Fattest Bear: Who Will Take Out The Title?
The grizzlies at Katmai National Park and Reserve in Alaska are chowing down in a race for survival.
What you need to know
- Bears don't hibernate due to cold in Winter but due to a lack of food available
- Bears can lose between 25 and 40 per cent of their body weight during hibernation
- Bears can hibernate for five to seven months each year
While most of us struggle to keep off the winter weight, for brown bears being heavy is a necessity as they get ready to face the harsh winter hibernation period.
For months leading up to the northern winter, it's a feeding frenzy as bears devour salmon non-stop in an attempt to gain enough body fat to last them through the cold.
The bears at Brooks River stand at the top of waterfalls, skillfully waiting for salmon to jump into their open mouths as the fish try to make it upstream.
Talk about fast food.
Weight gain is encouraged.

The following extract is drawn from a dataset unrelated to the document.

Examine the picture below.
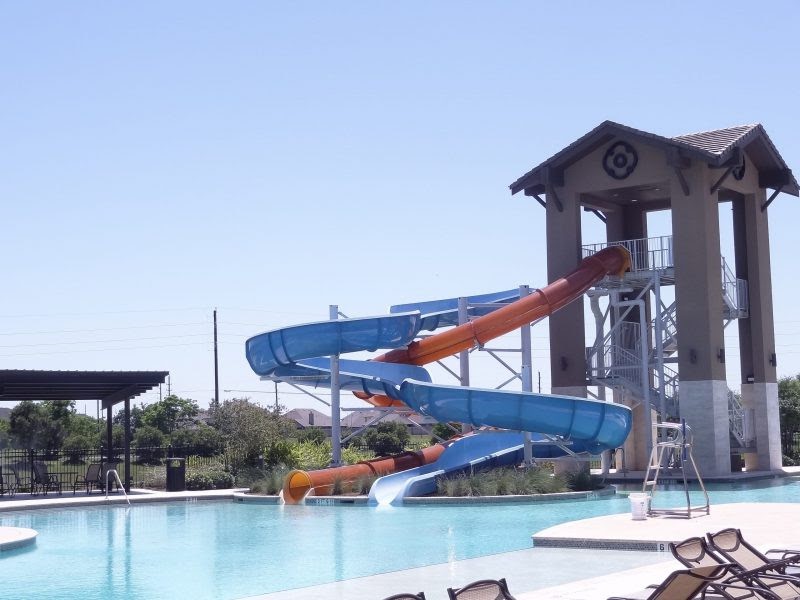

Bears can hibernate for up to seven months and need as much fat stored as possible while the food supply dwindles during the colder months.
For the fourth year in a row the Katmai National Park in Alaska has decided to turn to the public to decide on which bear has done the best job of bulking up.
Competition is fierce and keen punters can keep an eye on chubby progress their favourite bear with live coverage on Bear Cam.
Just to keep things fair, before and after photos are being posted on the national park's Facebook page so the transformation can be fairly judged.
As all the bears are wild, they can't be weighed, so voters are looking out for bulging tummies, pudgy paws and bootylicious behinds to decide who will take out the crown.
And the competition is life or death with bears losing about 40 per cent of their body weight as they snore away the Winter.
Unfortunately favourite Walker didn't make the cut and was skinned out of the competition during the first round.
Outsiders Otis and Holly provided some tough competition, until Divot proved he could chomp down and pushed through to the final.
Currently Beadnose is in the lead, with Chunk and an unknown competitor bear '747' close behind.
The winner of the biggest bear will be crowned on October 9th, also known as 'Fat Bear Tuesday' but we prefer to think of the winner as just 'full figured.
Update: Katmai announced that for the second year in a row, bear 409, also known as Beadnose has taken out the title of Alaska chubbiest bear for "her radiant rolls and fabulous flab."
Congrats Beadnose -- ten daily salutes you and your dedication to the cause.